Berakhirnya rapat, Ranperda etrsbeut siap diparnipurnakan oleh DPRD.
“Pada prinsipnya tidak ada kendala, semua hasil pembahasan mulai di tingkat pansus, baru dengan OPD semua ada tadi, cuman satu yang belum yaitu Rumah Sakit (RS),” papar Anggota Deprov, Sun Biki saat ditemui media setelah rapat usai.
“Maka Rumah sakit ini yang tarifnya paling banyak diperda ini. Tarif-tarif berapa obat, berapa dokter, itu semua harus diatur oleh perda ini,” sambungnya.
Bagi dirinya, dalam perda tersebut haruslah diatur semua. Pasalnya, ketika ada hal yang tidak diatur atau tidak termuat dalam perda tersebut maka tidak dapat dikenakan tarif-tarif ini. Sehingga, Deprov akan berkunjung ke RS untuk menyelesaikannya.
“Maka untuk itu besok, kita sudah telpon kepala RS. Insya Allah (beliau) bersedia menerima kita siang hari,” ujar Sun.
Rapat finalisasi ranperda tersebut juga membahas seluruh pasal-pasal yang dikoreksi oleh Kementerian Keuangan, juga yang dikoreksi oleh tim pansus, kemudian disesuaikan.

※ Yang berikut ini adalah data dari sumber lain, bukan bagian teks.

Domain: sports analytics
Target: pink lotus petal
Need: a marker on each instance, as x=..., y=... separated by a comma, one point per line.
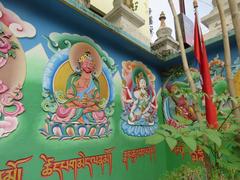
x=9, y=124
x=3, y=87
x=3, y=61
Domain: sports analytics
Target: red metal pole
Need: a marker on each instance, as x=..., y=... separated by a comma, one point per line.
x=182, y=7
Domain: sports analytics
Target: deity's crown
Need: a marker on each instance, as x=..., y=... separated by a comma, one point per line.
x=86, y=55
x=139, y=77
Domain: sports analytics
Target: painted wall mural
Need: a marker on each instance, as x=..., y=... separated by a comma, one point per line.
x=12, y=76
x=77, y=89
x=176, y=102
x=16, y=25
x=51, y=166
x=13, y=171
x=139, y=100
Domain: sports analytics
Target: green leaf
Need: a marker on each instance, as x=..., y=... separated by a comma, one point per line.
x=155, y=139
x=205, y=149
x=163, y=132
x=190, y=142
x=196, y=133
x=171, y=142
x=169, y=128
x=213, y=135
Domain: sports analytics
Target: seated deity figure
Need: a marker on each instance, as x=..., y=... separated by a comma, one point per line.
x=83, y=87
x=142, y=105
x=84, y=103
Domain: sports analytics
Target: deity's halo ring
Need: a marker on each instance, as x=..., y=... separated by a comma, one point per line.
x=78, y=50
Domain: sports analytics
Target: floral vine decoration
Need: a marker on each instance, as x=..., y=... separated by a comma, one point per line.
x=7, y=47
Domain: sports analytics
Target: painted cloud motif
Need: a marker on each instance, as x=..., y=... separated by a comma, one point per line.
x=18, y=27
x=8, y=125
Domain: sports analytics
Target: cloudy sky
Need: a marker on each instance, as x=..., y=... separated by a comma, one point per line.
x=205, y=6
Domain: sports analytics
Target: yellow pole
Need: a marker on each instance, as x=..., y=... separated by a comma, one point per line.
x=227, y=57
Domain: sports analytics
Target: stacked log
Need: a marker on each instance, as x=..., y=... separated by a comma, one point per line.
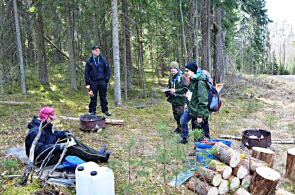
x=264, y=154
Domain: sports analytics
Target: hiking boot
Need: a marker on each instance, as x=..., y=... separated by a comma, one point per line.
x=103, y=149
x=107, y=113
x=106, y=157
x=183, y=140
x=177, y=131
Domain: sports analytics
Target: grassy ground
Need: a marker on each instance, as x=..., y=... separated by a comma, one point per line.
x=145, y=155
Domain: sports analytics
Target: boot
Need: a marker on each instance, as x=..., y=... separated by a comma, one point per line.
x=103, y=149
x=105, y=157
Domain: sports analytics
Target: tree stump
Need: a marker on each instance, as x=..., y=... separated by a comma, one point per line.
x=264, y=181
x=290, y=165
x=264, y=154
x=234, y=183
x=254, y=163
x=242, y=191
x=223, y=187
x=246, y=181
x=200, y=187
x=224, y=170
x=241, y=170
x=226, y=154
x=208, y=175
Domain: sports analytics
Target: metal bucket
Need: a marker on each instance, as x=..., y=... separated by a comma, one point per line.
x=256, y=138
x=91, y=122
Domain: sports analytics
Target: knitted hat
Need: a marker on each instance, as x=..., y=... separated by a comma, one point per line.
x=192, y=67
x=47, y=111
x=174, y=65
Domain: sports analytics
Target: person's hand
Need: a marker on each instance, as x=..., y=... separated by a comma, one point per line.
x=68, y=134
x=62, y=146
x=172, y=91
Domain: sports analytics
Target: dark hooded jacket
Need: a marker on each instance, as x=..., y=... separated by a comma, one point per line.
x=47, y=139
x=97, y=72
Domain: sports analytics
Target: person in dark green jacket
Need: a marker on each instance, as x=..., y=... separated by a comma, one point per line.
x=176, y=95
x=197, y=103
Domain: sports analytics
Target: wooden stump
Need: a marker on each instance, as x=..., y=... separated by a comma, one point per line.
x=254, y=163
x=200, y=187
x=264, y=181
x=226, y=154
x=246, y=181
x=208, y=175
x=223, y=187
x=290, y=165
x=224, y=170
x=242, y=191
x=234, y=183
x=264, y=154
x=241, y=170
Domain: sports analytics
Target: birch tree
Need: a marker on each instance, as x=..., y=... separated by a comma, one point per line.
x=116, y=52
x=19, y=48
x=71, y=46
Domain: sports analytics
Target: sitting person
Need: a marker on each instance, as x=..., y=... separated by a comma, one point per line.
x=49, y=137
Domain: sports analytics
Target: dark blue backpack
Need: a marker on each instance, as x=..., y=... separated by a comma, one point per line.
x=214, y=102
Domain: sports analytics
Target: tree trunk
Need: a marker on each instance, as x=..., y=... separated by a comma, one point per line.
x=196, y=185
x=126, y=25
x=116, y=54
x=43, y=77
x=264, y=181
x=196, y=32
x=183, y=33
x=226, y=154
x=71, y=45
x=20, y=50
x=263, y=154
x=218, y=66
x=208, y=175
x=224, y=170
x=234, y=183
x=290, y=165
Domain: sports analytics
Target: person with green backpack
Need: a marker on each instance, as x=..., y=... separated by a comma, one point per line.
x=197, y=99
x=176, y=94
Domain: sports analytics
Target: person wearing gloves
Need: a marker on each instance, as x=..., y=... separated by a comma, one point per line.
x=97, y=76
x=197, y=98
x=176, y=95
x=49, y=142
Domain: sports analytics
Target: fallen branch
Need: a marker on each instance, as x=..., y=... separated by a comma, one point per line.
x=14, y=103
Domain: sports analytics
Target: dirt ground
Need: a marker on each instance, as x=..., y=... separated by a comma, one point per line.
x=277, y=115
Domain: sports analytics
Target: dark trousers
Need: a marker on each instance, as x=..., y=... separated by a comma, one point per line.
x=177, y=113
x=98, y=86
x=80, y=150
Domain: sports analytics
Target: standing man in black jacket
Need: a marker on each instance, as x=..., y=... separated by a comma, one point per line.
x=97, y=76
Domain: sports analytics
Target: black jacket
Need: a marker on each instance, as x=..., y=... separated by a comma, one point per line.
x=46, y=141
x=93, y=72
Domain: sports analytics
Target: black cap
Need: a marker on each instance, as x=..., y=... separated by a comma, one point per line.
x=192, y=66
x=95, y=47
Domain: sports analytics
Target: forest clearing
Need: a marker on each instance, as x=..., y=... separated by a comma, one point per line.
x=138, y=152
x=146, y=71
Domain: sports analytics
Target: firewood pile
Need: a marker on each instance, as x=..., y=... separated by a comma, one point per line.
x=235, y=175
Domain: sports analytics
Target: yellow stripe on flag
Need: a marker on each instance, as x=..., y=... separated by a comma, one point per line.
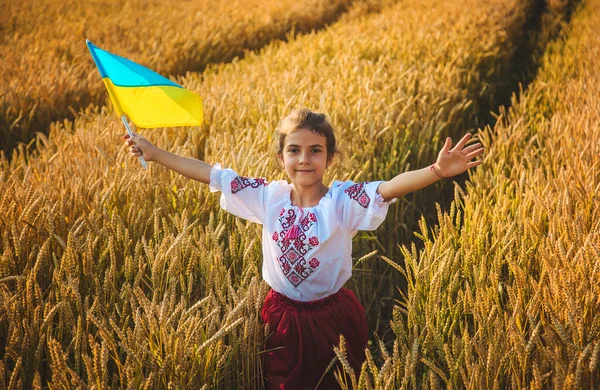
x=156, y=106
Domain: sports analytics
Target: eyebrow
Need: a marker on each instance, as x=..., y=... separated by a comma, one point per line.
x=312, y=146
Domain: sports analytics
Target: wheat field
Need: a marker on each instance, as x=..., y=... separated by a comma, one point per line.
x=116, y=277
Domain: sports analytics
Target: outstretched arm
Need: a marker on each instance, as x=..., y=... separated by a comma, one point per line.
x=449, y=163
x=186, y=166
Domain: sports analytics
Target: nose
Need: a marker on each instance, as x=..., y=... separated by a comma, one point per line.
x=303, y=158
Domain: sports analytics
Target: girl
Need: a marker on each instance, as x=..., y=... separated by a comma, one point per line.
x=307, y=240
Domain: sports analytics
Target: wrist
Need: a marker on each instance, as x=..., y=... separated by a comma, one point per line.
x=437, y=171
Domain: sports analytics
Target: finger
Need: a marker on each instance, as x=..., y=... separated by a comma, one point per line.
x=474, y=154
x=474, y=164
x=462, y=142
x=447, y=145
x=470, y=148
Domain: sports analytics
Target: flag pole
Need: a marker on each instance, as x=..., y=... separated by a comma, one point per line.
x=141, y=158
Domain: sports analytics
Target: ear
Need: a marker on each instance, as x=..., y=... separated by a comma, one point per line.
x=329, y=161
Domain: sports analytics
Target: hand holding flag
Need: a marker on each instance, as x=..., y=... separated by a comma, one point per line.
x=148, y=98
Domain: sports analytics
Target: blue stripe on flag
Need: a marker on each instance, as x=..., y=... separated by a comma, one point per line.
x=124, y=72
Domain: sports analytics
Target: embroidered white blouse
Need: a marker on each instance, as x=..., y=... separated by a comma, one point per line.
x=307, y=252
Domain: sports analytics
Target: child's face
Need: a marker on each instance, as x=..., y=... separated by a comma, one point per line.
x=304, y=157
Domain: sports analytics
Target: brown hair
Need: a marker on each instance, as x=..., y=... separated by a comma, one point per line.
x=304, y=118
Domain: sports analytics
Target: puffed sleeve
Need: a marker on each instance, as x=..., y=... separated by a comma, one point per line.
x=359, y=206
x=241, y=196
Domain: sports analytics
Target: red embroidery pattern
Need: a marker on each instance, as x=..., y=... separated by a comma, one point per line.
x=241, y=182
x=293, y=264
x=358, y=193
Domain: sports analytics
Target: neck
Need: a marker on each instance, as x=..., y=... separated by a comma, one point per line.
x=307, y=196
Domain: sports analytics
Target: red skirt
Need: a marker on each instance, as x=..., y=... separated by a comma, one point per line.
x=307, y=331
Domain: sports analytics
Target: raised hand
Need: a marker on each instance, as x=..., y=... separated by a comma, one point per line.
x=452, y=162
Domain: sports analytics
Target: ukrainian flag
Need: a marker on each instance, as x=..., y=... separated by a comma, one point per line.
x=149, y=99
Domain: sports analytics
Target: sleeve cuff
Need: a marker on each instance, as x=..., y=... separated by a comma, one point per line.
x=216, y=174
x=379, y=198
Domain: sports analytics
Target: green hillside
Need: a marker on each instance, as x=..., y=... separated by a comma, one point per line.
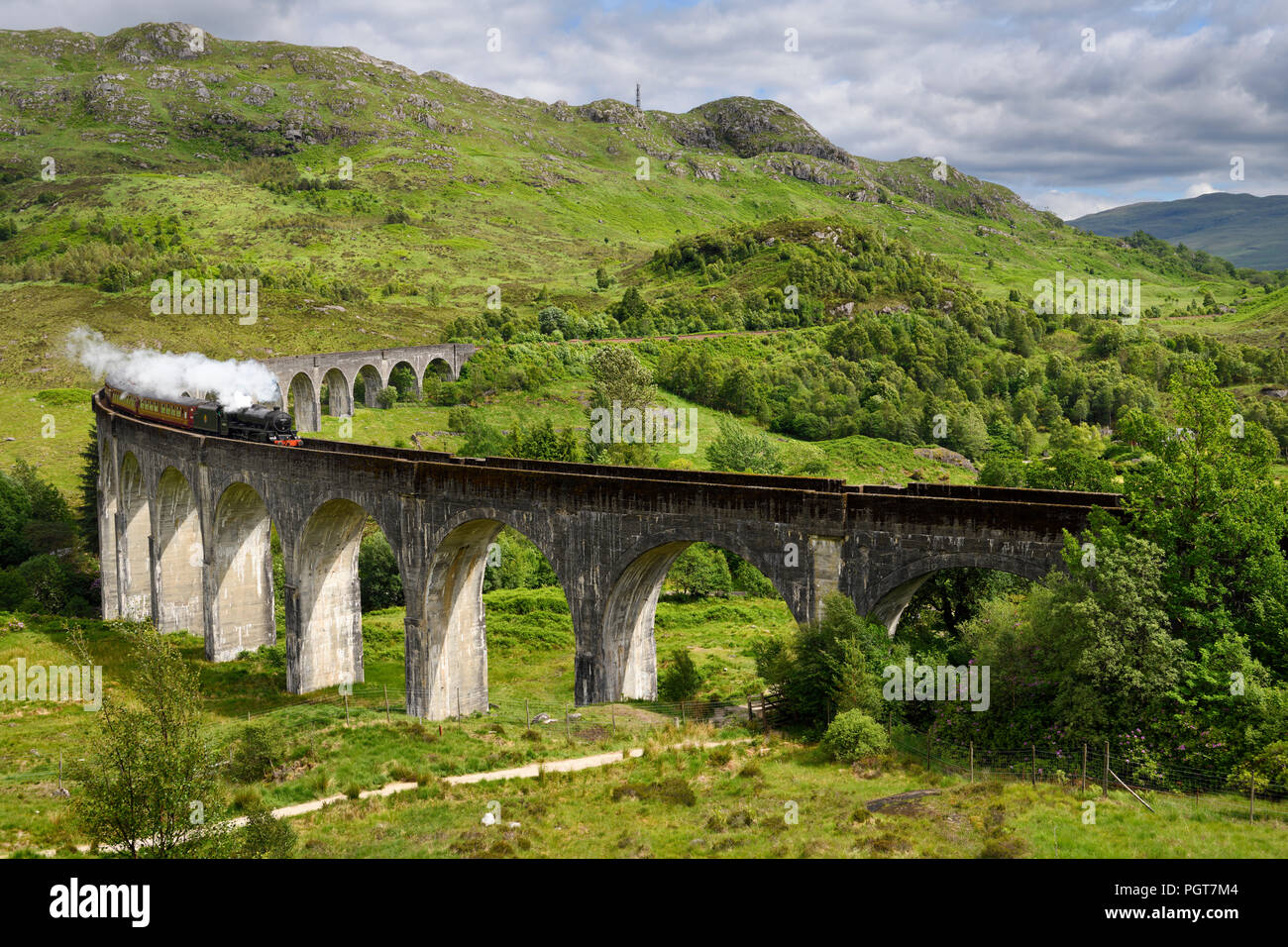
x=1248, y=231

“Misalnya, pak Waka Kris menawarkan ada pajak progresif itu dihilangkan. Dan itu sudah kita hilangkan karena rasionalnya jelas,” ungkap politisi Golkar itu.
“Kemudian kementrian Keuangan, suruh drop itu pasal yang mengatur tarif retribusi ternak yang masih keluar,” sambungnya.
Menurut Politikus Golkar Sun Biki, Ranperda ini harus disahkan tahun ini, pasalnya jika tidak ditetapkan maka tahun depan daerah tidak bisa memungut pajak apapun.
“Insya Allah, tanggal 9 Oktober (senin depan) Ranperda ini akan diparipurnakan,” tegas Sun.